Recognition of the polymorphic distribution of some of these enzyme activities in a population explains the interindividual variability of the drug's clearance. Also, with the carrying out of simple tests to characterize the individual activity of specific cytochrome P 450, it will be possible to identify, in advance, people with a particular risk of adverse reactions, dependent on the concentration of the drug.. For enzymes whose activity is distributed polymorphicly, a proportion of the population has a low or absent enzyme activity. In these individuals, the concentration of the drug is higher than normal and can have toxic effects. On the contrary, when toxicity or efficacy is produced by a metabolite, slow metabolizers toxicity or efficacy will be limited. Polymorphic distribution of drug metabolism enzymes may explain some adverse effects, previously labelled as idiosyncrasy.

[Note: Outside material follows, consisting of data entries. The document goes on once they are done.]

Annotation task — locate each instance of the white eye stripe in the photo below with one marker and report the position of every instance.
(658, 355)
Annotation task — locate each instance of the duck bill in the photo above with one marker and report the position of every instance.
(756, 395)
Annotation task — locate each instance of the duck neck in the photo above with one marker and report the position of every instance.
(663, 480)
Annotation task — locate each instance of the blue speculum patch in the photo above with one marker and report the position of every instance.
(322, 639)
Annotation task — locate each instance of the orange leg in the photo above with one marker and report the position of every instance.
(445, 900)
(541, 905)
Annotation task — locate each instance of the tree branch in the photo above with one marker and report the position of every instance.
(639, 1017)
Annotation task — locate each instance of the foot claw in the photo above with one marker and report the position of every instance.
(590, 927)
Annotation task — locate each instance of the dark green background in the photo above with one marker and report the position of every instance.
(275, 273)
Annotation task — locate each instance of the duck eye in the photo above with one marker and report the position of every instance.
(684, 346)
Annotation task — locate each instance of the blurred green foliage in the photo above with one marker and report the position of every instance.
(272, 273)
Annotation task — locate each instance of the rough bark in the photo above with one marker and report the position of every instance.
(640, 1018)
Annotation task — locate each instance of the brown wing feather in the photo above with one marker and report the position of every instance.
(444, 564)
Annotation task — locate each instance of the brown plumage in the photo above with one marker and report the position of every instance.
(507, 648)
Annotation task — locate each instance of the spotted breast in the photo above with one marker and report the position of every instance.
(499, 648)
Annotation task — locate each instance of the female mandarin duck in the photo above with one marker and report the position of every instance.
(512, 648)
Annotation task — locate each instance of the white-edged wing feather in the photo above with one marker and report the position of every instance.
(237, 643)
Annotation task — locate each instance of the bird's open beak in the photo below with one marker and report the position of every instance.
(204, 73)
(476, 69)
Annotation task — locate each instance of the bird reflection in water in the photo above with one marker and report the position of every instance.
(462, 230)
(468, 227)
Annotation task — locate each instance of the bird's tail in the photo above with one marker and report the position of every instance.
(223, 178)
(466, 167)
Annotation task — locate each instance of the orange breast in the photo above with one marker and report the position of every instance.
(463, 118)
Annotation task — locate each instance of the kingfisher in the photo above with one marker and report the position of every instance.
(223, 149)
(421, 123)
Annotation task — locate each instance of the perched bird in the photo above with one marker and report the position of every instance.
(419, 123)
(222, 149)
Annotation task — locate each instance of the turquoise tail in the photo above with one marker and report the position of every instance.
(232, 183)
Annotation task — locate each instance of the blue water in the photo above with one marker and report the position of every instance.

Some descriptive elements such as alteration of the response dose curve intervene. Due to an increased sensitivity of the receptor, this alteration causes an increased effect of the drug at the same concentration. An example is the response to warfarin at normal or low blood levels. The shape of the dose-response curve may also determine the likelihood of adverse reactions to medications. Thus, drugs with a steep dose-response curve or a small therapeutic index are more likely to be associated with dose-related toxicity, as a small dose increase produces a large change in pharmacological effect. An increase in the dose of drugs with a non-linear kinetics, such as phenytoin, may produce a greater increase in serum levels, causing toxic phenomena.

And finally, concomitant administration of many drugs can affect their pharmacokinetics or pharmacodynamics. Pharmacokinetics may be affected by altering bioavailability, plasma protein binding or metabolism or excretion rate. Pharmacodynamics may be modified by another medicinal product, which competes for the same sites on the receptor, preventing the medicinal product from reaching its place of action or which antagonizes or increases the pharmacological effect. Inhibition of the metabolism of one drug by another may occur when both drugs bind to the same cytochrome P450. Therefore, with the identification of specific cytochrome P450, responsible for the metabolism of a particular drug, the anticipation of drug interactions has a more scientific basis. An important recent example of such a mechanism is the inhibition of terfenadin metabolism by CYP3A inhibitors of the type of erythromycin and systemic antimycotics. Such inhibition produced torsade of peaks and fatal cardiac arrhythmias.

I'm done for today... Don't forget that tomorrow is the holiday that triggers the end-of-year holidays, Saint Nicholas!

Love, Understanding and Gratitude!!!